Submit to this Journal Review for this Journal Propose a Special Issue

Article Menu

Share Help Cite Discuss in SciProfiles

Open AccessArticle

Peer-Review Record

A Multi-Stream Attention-Aware Convolutional Neural Network: Monitoring of Sand and Dust Storms from Ordinary Urban Surveillance Cameras

Remote Sens. 2023, 15(21), 5227; https://doi.org/10.3390/rs15215227

by Xing Wang^1,2,3, Zhengwei Yang^1,*, Huihui Feng⁴

, Jiuwei Zhao⁵, Shuaiyi Shi⁶

and Lu Cheng⁷

Reviewer 1:

Bai Li

Reviewer 2: Anonymous

Reviewer 3:

Miguel Angel Fernandez-Granero

Remote Sens. 2023, 15(21), 5227; https://doi.org/10.3390/rs15215227

Submission received: 26 September 2023 / Revised: 26 October 2023 / Accepted: 28 October 2023 / Published: 3 November 2023

(This article belongs to the Special Issue Artificial Intelligence-Driven Methods for Remote Sensing Target and Object Detection II)

Round 1

Reviewer 1 Report

Comments and Suggestions for Authors

The manuscript presents a study using surveillance cameras to monitor sand and dust storms (SDS). The authors propose a Multi-Stream Attention-aware Convolutional Neural Network (MA-CNN) that learns SDS image features at different scales and employs the attention mechanism to enhance detection performance. They construct a dataset with images of SDS and non-SDS scenarios to train and test the MA-CNN. The experimental results show that the MA-CNN outperforms other deep learning models regarding accuracy, precision, and F1 score. The authors conclude that surveillance cameras can effectively observe SDS events and provide valuable supplements to existing SDS observation networks. However, this manuscript needs to address the following concerns before it gets published:

Formatting:

1. In Line 242, "For a input" should be "For an input".

Content:

1. What computer configuration is used in the model's training and testing experiments?

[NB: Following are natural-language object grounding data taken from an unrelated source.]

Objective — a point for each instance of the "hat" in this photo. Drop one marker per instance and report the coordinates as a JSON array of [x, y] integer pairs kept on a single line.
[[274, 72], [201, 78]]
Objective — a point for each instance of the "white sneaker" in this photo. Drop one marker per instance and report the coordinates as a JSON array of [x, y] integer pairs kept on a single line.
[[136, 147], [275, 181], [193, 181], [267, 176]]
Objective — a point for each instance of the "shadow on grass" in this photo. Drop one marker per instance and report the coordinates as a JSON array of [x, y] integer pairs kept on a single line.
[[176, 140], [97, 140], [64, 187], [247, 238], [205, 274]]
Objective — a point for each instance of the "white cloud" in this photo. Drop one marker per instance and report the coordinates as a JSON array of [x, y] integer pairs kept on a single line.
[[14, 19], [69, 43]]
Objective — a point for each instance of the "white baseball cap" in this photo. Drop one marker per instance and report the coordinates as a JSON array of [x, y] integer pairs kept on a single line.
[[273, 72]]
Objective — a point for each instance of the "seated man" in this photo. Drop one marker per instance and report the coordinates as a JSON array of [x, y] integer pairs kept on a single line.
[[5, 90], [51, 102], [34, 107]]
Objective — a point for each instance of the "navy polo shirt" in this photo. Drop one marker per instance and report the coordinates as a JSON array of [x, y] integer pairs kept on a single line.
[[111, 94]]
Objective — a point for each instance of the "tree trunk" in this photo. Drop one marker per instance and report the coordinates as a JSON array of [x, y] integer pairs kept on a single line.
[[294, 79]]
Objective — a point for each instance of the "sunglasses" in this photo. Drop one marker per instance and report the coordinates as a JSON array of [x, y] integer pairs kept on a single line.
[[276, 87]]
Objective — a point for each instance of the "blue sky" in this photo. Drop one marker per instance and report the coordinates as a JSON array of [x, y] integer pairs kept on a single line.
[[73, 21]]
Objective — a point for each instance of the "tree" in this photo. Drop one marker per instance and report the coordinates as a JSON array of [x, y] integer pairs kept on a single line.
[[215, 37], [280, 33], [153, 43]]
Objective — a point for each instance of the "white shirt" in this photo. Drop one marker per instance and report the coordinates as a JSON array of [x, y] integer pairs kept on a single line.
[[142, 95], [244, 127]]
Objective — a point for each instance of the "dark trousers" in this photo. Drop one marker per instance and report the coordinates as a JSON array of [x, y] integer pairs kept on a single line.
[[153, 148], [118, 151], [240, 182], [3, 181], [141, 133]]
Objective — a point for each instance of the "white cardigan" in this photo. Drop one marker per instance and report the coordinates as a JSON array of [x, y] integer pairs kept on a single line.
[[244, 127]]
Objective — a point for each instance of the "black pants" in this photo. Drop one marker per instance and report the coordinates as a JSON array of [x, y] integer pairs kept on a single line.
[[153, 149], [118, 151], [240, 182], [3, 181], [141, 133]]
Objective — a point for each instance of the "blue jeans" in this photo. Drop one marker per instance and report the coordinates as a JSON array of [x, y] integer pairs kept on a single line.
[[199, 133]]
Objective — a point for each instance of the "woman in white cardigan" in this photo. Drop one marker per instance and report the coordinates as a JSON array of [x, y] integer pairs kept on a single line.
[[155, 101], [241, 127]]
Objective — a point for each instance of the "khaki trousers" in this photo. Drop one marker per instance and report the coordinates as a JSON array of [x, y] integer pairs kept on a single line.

2. Line 325 mentions "the MA-CNN model taking more extended time in the training process.", so how does the time overhead of the MA-CNN algorithm compare to the other algorithms at the time of real-world scenario testing? Could the authors expand the comparison to the testing process accordingly?

3. Line 318 of the manuscript mentions, "Comparing table 2 and table 3, the performance of VGG16, Mobile Net V2, Inception V3, and DenseNet121 algorithms has decreased after the attention layers were added.", then why did the authors choose the algorithms without attention mechanisms for comparison when doing the comparison of algorithms in real-world scenario testing in Section 3.2? It is hoped that the authors can choose those algorithms with increased accuracy due to adding the attention mechanism in the training process for comparison in Section 3.2. Or, according to Table 7 and Table 8, did the authors choose to add the attention mechanism to all algorithms for comparison? Would it then be possible that the addition of the attention mechanism adversely affects the accuracy of the algorithms mentioned earlier?

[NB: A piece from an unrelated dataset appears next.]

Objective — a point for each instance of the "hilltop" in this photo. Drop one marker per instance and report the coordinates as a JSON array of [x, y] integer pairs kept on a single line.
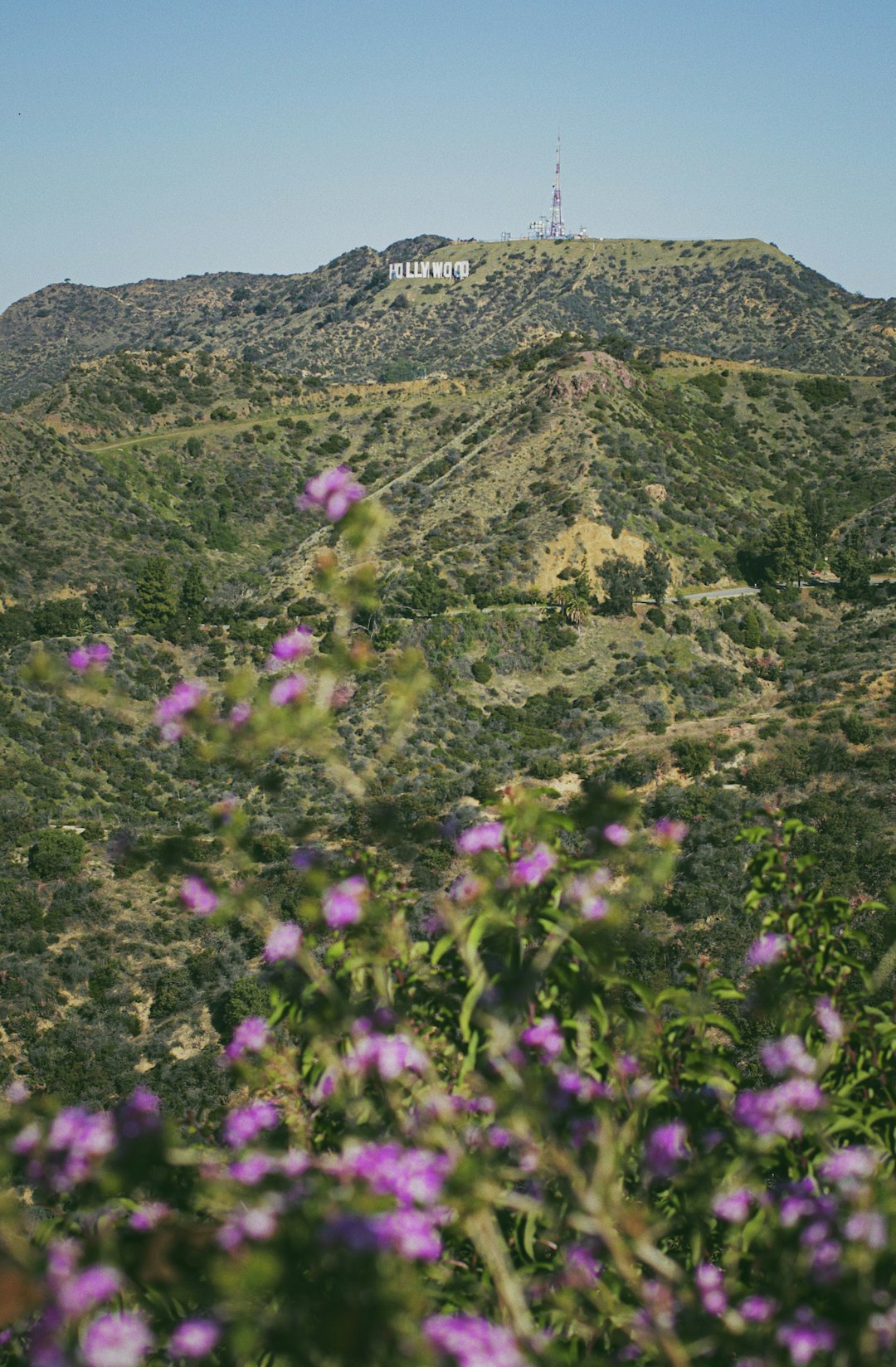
[[738, 299]]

4. The paper lacks detailed implementation details, such as the architecture and hyperparameters of the MA-CNN model, making it difficult to reproduce the study. Could the authors provide more details about the architecture and hyperparameters of the MA-CNN model? This information would be helpful for reproducing the study and understanding the design choices. Or the author could consider open-sourcing the code on GitHub.

5. The study does not discuss the limitations or potential challenges of using surveillance cameras for SDS monitoring, such as the impact of environmental conditions such as night on image quality. And how could this problem be addressed?

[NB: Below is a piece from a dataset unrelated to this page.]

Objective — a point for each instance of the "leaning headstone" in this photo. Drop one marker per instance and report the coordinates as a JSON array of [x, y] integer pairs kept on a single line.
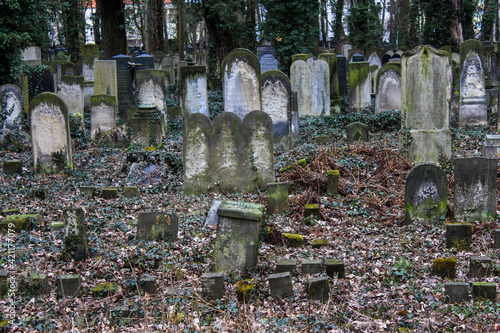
[[102, 113], [276, 102], [360, 85], [475, 188], [72, 93], [193, 84], [157, 226], [240, 72], [425, 90], [388, 89], [49, 124], [425, 193], [473, 107], [237, 242], [105, 78], [75, 235], [11, 109]]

Comments on the Quality of English Language

The authors still need to polish the English writing of this manuscript because there are some obvious grammar errors.

Author Response

Formatting:

In Line 242, "For a input" should be "For an input".

Reply: accept and revised.

Content:

What computer configuration is used in the model's training and testing experiments?

Reply: We have added the experimental environment in section 2.3.1. please see lines 257-266.

Line 325 mentions "the MA-CNN model taking more extended time in the training process.", so how does the time overhead of the MA-CNN algorithm compare to the other algorithms at the time of real-world scenario testing? Could the authors expand the comparison to the testing process accordingly?

Reply: Thank you for your suggestion. We have added more details about the time cost in section 4 discussion, please see lines 403-412.

Line 318 of the manuscript mentions, "Comparing table 2 and table 3, the performance of VGG16, Mobile Net V2, Inception V3, and DenseNet121 algorithms has decreased after the attention layers were added.", then why did the authors choose the algorithms without attention mechanisms for comparison when doing the comparison of algorithms in real-world scenario testing in Section 3.2? It is hoped that the authors can choose those algorithms with increased accuracy due to adding the attention mechanism in the training process for comparison in Section 3.2. Or, according to Table 7 and Table 8, did the authors choose to add the attention mechanism to all algorithms for comparison? Would it then be possible that the addition of the attention mechanism adversely affects the accuracy of the algorithms mentioned earlier?

Reply: we have added performance of different comparison algorithms after attention mechanism added in Table 7, 8, and 9. please see lines 366-382.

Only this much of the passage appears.